My wife and I left the Southwest Symphony’s Orchestra’s superb concert celebrating the music of Cole Porter on Sunday humming “Begin the Beguine.”

It is perhaps my all-time favorite of Porters’ works – conjuring bright colored images of the tropics, especially welcome on that chilly rainy second Sunday of March as another long winter slowly unclenches its dark, cool grasp from my bones and mood.

It’s no accident the song has such a tropical flavor. Porter wrote it during a 1935 Pacific cruise aboard a Cunard liner between Indonesia and Fiji.

The Southwest Symphony Orchestra (SSO) dazzled us with its rendition of the song that so many artists, including Artie Shaw and Ella Fitzgerald, have made beloved standards, and Fred Astaire and Eleanor Powell danced to in the movies.

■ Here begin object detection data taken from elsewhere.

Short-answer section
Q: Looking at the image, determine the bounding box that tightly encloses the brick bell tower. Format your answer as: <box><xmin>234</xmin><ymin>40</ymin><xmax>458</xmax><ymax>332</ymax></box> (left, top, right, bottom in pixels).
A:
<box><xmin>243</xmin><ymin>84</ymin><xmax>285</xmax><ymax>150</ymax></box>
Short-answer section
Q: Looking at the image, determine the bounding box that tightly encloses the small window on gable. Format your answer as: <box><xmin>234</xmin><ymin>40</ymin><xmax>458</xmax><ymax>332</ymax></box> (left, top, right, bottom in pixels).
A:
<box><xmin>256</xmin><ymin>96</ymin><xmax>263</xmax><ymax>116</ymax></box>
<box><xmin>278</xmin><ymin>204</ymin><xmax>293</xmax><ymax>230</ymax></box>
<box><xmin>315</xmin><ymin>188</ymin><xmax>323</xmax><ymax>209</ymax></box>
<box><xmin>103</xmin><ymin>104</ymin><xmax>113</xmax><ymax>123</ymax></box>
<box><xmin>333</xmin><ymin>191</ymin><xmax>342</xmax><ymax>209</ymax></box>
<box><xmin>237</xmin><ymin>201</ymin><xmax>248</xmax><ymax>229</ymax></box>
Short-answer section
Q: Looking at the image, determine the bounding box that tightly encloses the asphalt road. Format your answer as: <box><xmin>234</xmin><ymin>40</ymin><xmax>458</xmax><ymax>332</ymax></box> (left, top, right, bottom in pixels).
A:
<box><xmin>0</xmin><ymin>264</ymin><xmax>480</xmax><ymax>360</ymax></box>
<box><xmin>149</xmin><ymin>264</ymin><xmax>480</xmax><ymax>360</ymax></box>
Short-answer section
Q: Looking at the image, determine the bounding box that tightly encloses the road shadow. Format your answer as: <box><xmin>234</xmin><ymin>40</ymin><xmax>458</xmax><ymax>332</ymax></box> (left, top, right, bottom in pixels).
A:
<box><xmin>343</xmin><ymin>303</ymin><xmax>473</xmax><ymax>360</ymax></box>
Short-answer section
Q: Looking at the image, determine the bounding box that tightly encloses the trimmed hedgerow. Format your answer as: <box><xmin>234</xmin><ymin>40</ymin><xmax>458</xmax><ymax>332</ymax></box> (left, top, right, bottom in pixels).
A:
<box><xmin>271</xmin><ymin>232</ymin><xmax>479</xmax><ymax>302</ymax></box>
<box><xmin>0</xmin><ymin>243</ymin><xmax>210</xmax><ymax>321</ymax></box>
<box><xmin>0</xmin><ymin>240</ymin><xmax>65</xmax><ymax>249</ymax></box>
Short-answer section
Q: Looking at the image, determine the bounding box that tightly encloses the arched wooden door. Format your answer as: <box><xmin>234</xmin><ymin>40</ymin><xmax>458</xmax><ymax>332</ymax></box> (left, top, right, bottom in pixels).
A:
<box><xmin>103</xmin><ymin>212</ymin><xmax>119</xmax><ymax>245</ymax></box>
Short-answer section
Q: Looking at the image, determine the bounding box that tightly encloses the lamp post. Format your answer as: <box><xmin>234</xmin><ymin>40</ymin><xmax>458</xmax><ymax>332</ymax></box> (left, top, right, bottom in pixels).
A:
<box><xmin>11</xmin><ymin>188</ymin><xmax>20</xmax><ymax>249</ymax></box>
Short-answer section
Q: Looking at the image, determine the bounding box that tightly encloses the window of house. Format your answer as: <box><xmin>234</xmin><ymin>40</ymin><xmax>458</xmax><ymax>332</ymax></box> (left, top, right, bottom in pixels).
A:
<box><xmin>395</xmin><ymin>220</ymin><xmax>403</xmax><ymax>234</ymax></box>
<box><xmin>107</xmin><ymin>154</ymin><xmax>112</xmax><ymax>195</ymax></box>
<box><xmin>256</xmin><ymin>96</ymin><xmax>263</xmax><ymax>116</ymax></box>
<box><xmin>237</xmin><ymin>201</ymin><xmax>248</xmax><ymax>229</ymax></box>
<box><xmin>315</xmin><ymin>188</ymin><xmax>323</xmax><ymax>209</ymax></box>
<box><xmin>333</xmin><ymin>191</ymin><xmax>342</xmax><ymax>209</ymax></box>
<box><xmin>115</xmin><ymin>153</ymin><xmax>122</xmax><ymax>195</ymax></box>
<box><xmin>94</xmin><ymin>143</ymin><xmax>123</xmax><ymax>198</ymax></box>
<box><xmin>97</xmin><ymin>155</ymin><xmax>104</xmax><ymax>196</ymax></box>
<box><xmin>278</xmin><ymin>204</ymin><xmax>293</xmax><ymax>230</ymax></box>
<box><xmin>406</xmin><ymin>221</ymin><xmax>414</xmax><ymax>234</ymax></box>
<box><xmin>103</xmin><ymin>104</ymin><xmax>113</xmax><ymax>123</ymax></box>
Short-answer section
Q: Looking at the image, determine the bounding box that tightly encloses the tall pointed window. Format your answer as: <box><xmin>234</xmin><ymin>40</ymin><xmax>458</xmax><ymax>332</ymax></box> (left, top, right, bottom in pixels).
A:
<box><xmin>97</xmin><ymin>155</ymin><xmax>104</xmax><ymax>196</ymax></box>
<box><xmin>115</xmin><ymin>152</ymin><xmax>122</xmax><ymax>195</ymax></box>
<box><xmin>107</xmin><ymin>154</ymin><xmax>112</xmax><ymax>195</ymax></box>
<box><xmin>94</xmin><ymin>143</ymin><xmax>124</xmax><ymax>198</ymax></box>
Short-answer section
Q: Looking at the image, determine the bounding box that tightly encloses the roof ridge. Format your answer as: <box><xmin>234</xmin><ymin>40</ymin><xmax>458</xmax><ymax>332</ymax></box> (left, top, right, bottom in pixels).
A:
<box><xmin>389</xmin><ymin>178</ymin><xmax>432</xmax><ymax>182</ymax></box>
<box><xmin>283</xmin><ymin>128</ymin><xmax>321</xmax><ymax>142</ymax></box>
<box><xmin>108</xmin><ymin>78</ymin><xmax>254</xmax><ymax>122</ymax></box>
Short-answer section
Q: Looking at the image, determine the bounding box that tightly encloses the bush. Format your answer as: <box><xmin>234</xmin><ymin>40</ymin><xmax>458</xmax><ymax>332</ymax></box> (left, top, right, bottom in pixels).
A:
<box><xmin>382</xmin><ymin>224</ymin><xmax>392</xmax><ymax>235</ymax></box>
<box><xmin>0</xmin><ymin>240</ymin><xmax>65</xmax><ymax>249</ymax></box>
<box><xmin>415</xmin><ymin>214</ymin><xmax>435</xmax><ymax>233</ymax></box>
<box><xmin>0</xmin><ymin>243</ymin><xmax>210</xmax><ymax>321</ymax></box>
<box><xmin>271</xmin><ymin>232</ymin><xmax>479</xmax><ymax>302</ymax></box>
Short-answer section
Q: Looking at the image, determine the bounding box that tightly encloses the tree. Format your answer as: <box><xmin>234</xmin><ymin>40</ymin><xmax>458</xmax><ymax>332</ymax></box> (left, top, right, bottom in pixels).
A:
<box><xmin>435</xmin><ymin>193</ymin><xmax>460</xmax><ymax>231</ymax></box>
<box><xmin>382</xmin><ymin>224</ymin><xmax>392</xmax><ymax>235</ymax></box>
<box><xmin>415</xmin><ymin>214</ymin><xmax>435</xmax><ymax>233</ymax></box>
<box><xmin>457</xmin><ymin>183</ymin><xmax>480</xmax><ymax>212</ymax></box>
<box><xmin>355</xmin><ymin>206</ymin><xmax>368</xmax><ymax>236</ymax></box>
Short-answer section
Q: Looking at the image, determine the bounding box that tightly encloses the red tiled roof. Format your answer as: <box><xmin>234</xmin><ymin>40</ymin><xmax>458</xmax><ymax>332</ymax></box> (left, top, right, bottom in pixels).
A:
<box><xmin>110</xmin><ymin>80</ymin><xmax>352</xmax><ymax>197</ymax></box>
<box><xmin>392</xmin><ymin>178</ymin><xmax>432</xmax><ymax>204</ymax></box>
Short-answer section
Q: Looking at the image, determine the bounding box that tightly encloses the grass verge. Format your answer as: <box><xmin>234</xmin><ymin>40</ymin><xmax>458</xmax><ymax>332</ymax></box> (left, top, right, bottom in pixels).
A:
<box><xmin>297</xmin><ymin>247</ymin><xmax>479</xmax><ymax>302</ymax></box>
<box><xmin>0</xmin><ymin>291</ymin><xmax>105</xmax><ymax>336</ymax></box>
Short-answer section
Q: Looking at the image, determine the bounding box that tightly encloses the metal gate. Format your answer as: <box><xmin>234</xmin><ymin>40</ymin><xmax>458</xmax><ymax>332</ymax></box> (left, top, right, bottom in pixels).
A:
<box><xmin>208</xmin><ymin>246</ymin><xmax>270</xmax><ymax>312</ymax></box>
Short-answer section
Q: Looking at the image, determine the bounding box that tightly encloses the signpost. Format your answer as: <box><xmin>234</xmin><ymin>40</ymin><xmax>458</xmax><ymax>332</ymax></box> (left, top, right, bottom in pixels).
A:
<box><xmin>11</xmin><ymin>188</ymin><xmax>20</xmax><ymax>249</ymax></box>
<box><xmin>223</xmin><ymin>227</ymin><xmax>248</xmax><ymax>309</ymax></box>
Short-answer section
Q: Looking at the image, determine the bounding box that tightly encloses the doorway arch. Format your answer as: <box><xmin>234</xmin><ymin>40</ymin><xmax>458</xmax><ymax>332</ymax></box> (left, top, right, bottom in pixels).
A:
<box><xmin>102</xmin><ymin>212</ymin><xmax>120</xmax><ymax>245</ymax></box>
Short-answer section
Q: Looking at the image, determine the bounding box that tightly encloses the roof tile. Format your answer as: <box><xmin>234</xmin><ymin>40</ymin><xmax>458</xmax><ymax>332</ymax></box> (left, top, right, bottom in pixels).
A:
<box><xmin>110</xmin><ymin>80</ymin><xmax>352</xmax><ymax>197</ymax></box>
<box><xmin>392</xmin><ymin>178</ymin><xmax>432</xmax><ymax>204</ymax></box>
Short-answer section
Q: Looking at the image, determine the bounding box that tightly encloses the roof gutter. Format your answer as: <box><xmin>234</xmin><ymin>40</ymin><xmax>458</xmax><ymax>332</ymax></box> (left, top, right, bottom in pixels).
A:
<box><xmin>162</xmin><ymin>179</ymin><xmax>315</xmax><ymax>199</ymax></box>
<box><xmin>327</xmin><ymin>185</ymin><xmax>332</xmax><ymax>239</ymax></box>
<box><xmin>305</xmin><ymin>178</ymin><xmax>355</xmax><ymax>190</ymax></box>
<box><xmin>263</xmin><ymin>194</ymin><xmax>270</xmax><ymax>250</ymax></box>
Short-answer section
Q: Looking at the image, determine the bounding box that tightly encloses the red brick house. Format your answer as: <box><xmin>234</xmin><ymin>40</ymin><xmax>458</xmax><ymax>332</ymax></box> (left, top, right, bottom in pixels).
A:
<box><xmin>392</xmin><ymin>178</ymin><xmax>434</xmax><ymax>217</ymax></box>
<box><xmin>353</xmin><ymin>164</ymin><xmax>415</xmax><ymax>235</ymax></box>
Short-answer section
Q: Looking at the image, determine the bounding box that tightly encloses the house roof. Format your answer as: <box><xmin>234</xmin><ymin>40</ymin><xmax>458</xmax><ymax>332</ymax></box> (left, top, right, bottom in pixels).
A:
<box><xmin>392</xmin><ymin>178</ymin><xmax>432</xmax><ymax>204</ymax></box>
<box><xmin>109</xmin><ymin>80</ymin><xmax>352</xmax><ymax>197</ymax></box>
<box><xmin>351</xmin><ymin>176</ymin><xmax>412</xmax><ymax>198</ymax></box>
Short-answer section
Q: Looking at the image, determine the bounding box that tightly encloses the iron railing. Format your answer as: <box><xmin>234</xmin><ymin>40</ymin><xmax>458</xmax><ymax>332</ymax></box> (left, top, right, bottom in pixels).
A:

It was the last song of Act I before intermission, toward which the SSO built momentum with such favorites as “Love for Sale,” “Anything Goes,” “I Get a Kick Out of You,“ “Let’s Fall in Love,” “I Love Paris,” and “Be a Clown.”  Liquid silk is how I best described the melodies.

Four fine soloists and Trinity Christian College’s own concert choir, under the direction of Helen Van Wyck, joined the orchestra, a regional treasure, for the concert given under the deft baton of conductor and music director, David L. Crane, in Trinity’s Ozinga Chapel on the campus in Palos Heights.

I don’t know about the rest of the audience, but the SSO’s accompanying soloists, the suave James Branden, an operatic tenor, and the “De-Lovely” soprano Kathryn Kamp and mezzo soprano Cassie Makeoff, transported us back to the era of the 1920’s and ‘30s, top hats, black-tie-and-tails and gowns to the floor.  I myself was decidedly under-dressed having come straight from the gym, Palos Health and Fitness Center in Orland, with a quick stop at Costco to consider a membership switch from Sam’s Club.  Others in the audience, many of whom I knew or recognized live in Palos-Orland, sparkled appropriately for the glitter of the occasion, befitting the swanky musical fare by that most debonair of American composers, the Yale alum, risque’ world traveling scion of a wealthy American family born a fellow Middle Westerner in Peru, Indiana.

“Oh, yes let them begin the beguine

make them play

til the stars that were there before

return above you

till you whisper to me

once more darling I love you

and we suddenly know what

heaven we’re in

when they begin

the beguine.”

If Sunday’s SSO concert was feast for the ears as well as the soul, the World War II exhibit that ended Sunday at McCord Gallery and Cultural Center in Palos Park fed the eyes and intellect.  Here, under one roof were German, Soviet, Royal Air Force, Canadian and American military uniform tunics, caps, helmets, weapons, including a Lugar and submarine guns, and relics from battlefields across Europe and the Pacific.  Plenty of military veterans and boys brought by their Dad or granddads alike were among those drawn to the exhibit.  It was like something out of small, fine war museum.

After a winter of hibernating with my wife in our cozy, warm cocoon watching Netflix, playing Scrabble on her iPad, venturing out reluctantly only for work, the gym, some holiday gatherings, errands and Mass, I am grateful to both the Southwest Symphony Orchestra and McCord for drawing me out to last weekend’s stirring and stimulating events. Both gave a promise of spring in the air, our dark Lenten winter soon yielding to resurrected hope shortly to come – from cold and darkness to warmth, sun and Light.